10.5 Miles

As a child I heard someone say an Apache warrior that needed to travel a great distance in a very short time would kill his horse, because while the horse could run faster the warrior could run farther. I’ve never been able to track down that specific quote, but did find in legend that Apache warriors were said to be able to run 50 miles and outrun mounted cavalry.

The story fascinated me, so I began to wonder: how far could you walk in a day? Average human walking speed is about 3 to 5 miles an hour, which isn’t that fast but factoring in human determination one could imagine someone briskly walking 50 miles in a day over level terrain with plentiful sources of food and water along the way.

The actual distances that people do travel are somewhat less. Trail hikers can make somewhere between 17 miles and 30 miles in one day depending on your fitness and the terrain. Horses, in contrast, can go 50 to 60 miles per day when pushed hard, and Pony Express riders (switching horses) could ride up to 75 miles per day. While no doubt individuals have probably gone farther in a day, this gives a rough idea of what humans and horses are roughly capable of.

BUT before I had done any of the above research in detail I got the bright idea of actually testing the hypothesis myself, by walking out my front door and heading north until I stopped. My wife readily agreed, and we talked about heading north, finding a nice place for lunch, then further north, finding a place for dinner, spending the night in some hotel, and then walking the rest of the way up to San Francisco.

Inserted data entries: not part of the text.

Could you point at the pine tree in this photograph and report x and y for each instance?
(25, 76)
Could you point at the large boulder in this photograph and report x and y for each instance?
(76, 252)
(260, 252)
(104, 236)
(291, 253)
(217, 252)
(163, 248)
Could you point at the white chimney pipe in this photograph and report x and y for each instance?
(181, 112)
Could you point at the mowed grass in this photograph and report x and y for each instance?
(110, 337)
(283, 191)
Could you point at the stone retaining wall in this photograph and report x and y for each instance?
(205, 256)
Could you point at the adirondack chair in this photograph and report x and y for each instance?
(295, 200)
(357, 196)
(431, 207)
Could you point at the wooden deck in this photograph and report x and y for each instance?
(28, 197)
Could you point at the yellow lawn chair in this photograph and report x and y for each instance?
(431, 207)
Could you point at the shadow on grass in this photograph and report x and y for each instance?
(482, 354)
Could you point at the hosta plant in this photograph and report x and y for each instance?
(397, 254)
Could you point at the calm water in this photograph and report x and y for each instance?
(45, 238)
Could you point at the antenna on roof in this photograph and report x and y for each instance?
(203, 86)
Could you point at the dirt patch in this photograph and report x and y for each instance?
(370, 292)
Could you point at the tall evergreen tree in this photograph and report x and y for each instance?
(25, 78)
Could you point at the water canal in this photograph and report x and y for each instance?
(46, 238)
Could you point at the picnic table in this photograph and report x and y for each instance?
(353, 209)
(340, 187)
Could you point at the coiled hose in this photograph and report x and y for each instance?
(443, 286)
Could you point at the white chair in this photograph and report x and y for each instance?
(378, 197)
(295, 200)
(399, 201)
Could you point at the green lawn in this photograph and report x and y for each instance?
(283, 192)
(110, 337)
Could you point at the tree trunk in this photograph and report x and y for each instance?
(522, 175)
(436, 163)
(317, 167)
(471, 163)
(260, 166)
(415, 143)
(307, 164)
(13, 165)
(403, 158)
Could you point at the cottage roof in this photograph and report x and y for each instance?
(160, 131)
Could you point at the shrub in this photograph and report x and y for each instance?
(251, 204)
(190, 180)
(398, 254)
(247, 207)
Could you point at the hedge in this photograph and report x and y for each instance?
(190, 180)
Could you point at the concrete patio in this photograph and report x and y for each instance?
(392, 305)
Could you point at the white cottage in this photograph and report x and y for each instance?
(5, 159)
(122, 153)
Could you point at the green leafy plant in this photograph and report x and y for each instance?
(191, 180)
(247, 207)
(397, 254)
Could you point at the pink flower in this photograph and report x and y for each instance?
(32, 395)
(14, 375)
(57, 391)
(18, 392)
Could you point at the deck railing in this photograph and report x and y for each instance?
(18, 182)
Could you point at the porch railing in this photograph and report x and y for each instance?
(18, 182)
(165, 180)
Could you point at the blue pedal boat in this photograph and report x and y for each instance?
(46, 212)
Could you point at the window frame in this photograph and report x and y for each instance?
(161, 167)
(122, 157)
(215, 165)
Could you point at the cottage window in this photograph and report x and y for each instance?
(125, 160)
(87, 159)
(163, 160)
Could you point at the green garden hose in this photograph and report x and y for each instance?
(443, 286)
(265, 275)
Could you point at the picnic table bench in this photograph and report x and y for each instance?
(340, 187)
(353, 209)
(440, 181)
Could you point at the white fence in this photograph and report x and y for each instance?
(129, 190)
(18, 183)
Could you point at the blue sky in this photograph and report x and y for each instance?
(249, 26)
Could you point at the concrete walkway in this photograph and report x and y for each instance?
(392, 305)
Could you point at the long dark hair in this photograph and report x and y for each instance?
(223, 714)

This bright idea failed because I had forgotten to take into account two things: first, how punishingly far south of San Francisco we lived in the “Bay Area” (as the crow flies, Santa Teresa is as close to Santa Cruz on the coast as it is to the base of San Francisco Bay, much less San Francisco itself) and second, the pollution and noise you’d find walking north on a major thoroughfare. SO instead of walking straight towards San Francisco to find out how far we could go, we decided to walk north on the scenic route and find out how much fun we could have – probably a better plan in any event.

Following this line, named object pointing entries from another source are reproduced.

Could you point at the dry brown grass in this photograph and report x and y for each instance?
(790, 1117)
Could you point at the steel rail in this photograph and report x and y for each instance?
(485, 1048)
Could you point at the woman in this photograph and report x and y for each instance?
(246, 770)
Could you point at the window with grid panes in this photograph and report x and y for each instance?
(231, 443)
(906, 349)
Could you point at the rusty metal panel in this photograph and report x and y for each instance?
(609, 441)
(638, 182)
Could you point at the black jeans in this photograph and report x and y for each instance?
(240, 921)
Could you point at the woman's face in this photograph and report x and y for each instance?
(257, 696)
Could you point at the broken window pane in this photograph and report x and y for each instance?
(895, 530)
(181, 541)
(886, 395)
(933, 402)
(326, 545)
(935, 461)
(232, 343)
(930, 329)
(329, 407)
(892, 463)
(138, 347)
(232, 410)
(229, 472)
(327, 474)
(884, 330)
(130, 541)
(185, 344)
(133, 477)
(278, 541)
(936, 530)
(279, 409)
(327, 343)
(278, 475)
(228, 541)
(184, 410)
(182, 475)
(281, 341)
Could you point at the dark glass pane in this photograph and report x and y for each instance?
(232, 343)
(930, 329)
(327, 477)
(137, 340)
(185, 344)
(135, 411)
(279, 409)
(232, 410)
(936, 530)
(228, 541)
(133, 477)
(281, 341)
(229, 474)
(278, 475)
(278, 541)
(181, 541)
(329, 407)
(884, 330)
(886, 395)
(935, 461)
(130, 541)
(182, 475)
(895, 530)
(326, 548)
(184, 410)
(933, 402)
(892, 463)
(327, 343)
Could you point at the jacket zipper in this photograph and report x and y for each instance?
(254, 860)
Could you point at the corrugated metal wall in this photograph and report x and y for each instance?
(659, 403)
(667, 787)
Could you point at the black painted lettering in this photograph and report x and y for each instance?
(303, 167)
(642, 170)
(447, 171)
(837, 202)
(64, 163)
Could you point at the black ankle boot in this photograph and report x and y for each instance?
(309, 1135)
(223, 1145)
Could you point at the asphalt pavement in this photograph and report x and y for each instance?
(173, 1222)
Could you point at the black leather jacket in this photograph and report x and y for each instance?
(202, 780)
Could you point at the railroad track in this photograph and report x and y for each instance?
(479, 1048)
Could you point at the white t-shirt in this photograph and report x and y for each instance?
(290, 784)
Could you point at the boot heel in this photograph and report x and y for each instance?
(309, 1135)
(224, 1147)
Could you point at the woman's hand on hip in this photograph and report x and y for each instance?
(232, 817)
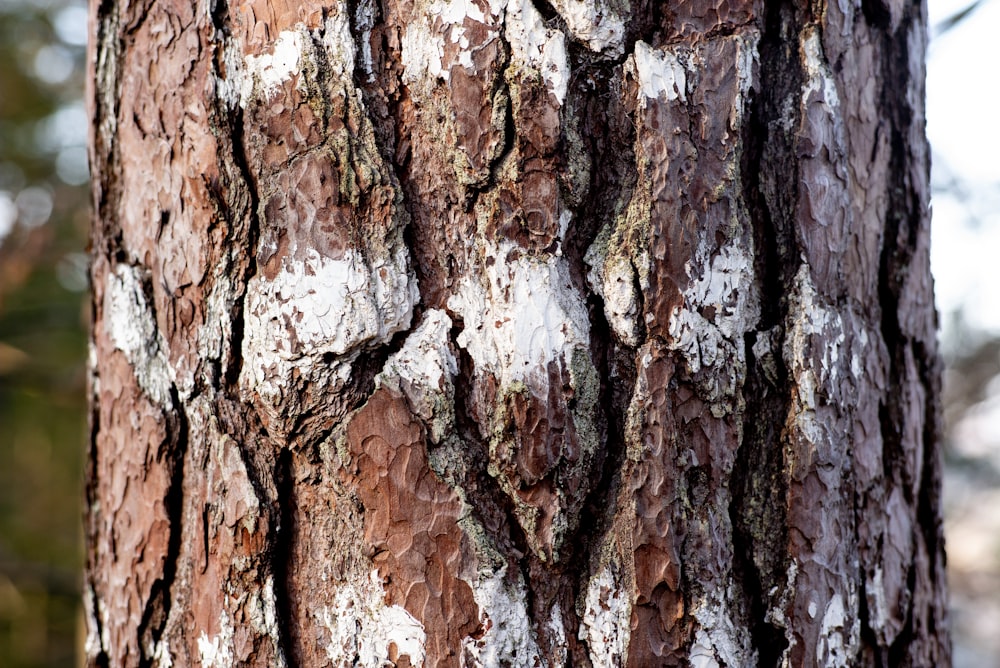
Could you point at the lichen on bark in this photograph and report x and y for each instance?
(512, 333)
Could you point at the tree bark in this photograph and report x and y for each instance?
(512, 333)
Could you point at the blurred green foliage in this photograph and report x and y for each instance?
(43, 226)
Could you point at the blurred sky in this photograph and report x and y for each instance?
(963, 98)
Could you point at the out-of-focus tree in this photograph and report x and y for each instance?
(43, 171)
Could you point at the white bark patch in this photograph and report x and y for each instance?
(594, 23)
(720, 305)
(217, 651)
(520, 315)
(659, 73)
(262, 607)
(92, 643)
(321, 306)
(719, 638)
(503, 612)
(818, 76)
(538, 47)
(605, 626)
(613, 277)
(129, 323)
(362, 627)
(834, 647)
(264, 74)
(161, 655)
(810, 318)
(423, 370)
(557, 634)
(365, 18)
(424, 39)
(259, 77)
(747, 57)
(877, 603)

I discussed it with a friend, and he suggested that given when we tended to get up (both my wife and I are extreme night owls) we’d probably make ten to fifteen miles. That would take us to Los Gatos or Campbell, but I had this feeling we should not punish our bodies on the first try at this, so we picked Almaden Lake Park as our destination.

We packed a backpack with water, apples, a pair of spare glasses, sunscreen, and a couple of notebooks to draw in, and headed out of the house right at noon. First we tooled over to Santa Teresa County Park, a short walk from our house; we didn’t bother to stop, just noting that it was actually closer than we had thought. We followed Curie Drive past Century Oaks Park, presumably missing the first entrance of the long and narrow park because we could only go a few feet before the paths all started to backtrack. At Snell Road we turned north to Santa Teresa and had a Mojo Burger for a late lunch, which was scrumptious and charming after two hours walking.

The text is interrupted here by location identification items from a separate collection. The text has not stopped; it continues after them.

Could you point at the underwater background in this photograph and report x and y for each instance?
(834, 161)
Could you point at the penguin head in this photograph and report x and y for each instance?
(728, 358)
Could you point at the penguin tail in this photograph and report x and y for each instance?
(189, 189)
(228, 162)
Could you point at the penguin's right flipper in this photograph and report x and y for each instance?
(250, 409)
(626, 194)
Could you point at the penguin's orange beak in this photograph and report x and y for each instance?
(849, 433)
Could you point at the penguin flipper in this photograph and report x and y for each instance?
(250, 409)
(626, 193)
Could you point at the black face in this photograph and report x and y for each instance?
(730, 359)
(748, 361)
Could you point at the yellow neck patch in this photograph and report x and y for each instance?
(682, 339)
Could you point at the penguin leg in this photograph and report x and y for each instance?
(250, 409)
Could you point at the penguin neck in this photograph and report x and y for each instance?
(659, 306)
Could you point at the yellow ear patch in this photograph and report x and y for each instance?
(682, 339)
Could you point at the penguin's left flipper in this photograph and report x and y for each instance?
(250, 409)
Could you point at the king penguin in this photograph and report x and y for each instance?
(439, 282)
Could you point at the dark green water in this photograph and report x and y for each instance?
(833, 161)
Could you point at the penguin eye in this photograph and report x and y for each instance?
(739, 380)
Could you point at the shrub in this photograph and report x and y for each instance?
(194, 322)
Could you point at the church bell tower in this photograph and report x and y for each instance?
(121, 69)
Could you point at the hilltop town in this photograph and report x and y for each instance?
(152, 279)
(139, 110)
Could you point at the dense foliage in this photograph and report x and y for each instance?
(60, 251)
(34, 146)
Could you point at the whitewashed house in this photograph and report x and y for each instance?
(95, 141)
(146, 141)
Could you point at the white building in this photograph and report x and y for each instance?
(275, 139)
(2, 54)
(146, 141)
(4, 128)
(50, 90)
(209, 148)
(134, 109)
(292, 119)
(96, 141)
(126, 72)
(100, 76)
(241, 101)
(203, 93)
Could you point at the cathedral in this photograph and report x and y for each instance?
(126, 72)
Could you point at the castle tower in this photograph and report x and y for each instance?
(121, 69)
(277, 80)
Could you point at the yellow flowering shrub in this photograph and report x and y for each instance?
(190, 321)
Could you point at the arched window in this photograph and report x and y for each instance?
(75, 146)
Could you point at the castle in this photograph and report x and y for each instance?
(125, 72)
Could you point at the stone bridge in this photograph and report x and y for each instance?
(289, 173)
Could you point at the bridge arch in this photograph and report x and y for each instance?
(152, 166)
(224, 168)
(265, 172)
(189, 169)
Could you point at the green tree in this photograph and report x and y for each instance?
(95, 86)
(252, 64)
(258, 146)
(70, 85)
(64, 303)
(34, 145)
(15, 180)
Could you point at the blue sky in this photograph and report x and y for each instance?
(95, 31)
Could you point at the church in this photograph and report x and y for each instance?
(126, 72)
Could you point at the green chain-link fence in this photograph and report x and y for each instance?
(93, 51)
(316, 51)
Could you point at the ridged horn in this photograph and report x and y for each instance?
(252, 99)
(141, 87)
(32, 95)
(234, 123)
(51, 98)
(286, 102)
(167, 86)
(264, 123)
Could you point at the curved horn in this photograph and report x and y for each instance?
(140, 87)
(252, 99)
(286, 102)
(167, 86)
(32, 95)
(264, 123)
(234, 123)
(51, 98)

We resumed our trek, passing Coyote Alamitos Canal Park and (what Google Maps claims is) Foothill Park before ending up surprisingly early at Almaden Lake Park, an overcrowded but fun park. We were over an hour ahead of schedule, so we walked around, played on swings, and eventually found a shaded bench overlooking the lake where we watched birds and paddleboaters and discussed the meaning of life and the future of human civilization until the nearby fisherman got too jiggy with casting his line and we decided it was time to move.

I hadn’t mapped anything beyond this point, so we walked by the nearby Almaden Station to verify how late the light rail was running, and then walked on to the Westfield Oakridge Mall, one of my favorite places in the South Bay Area, where we hit Target to buy some warmer clothes, then chilled out with some ice cream and saw Surf’s Up. Sandi’s previously broken foot was hurting by this point, and so rather than have her walk on it for two blocks to the Ohlone/Chynoweth line which could at best take us to the Santa Teresa station and another 30 minutes walk back to our house, we instead called for a cab using a number Id preprogrammed into my Treo and had a quick ride home.

The whole experience really made me appreciate cars – it took us a day to go visit destinations that we normally could visit in fifteen minutes – but also appreciate how far we could have gotten had our goal been to travel and not to dawdle. After fiddling around with Google Maps, I computed we’d traveled at least 10.5 miles – actually probably a mile or two farther, as we frequently did things like detour into parks, along side streets, and tossed in a couple loops around the lake. We left home at noon and arrived at the mall shortly after six, which, subtracting park bench time and lunch meant that we were traveling at least two and a half miles an hour – slow for walking but pretty good for dawdling. And other than a little foot pain, we felt great – and the next day, no ill effects.

So next time we’ll go farther – Los Gatos, or Campbell, or simply hit some regular hiking in the hills. And hopefully next year, when we head down to visit our friends in Arizona, we’ll be ready for a longer ride – the 16 mile hike up and down the wall of the Grand Canyon.

No, we’re not Apache warriors, not by a long shot. But we sure are having fun.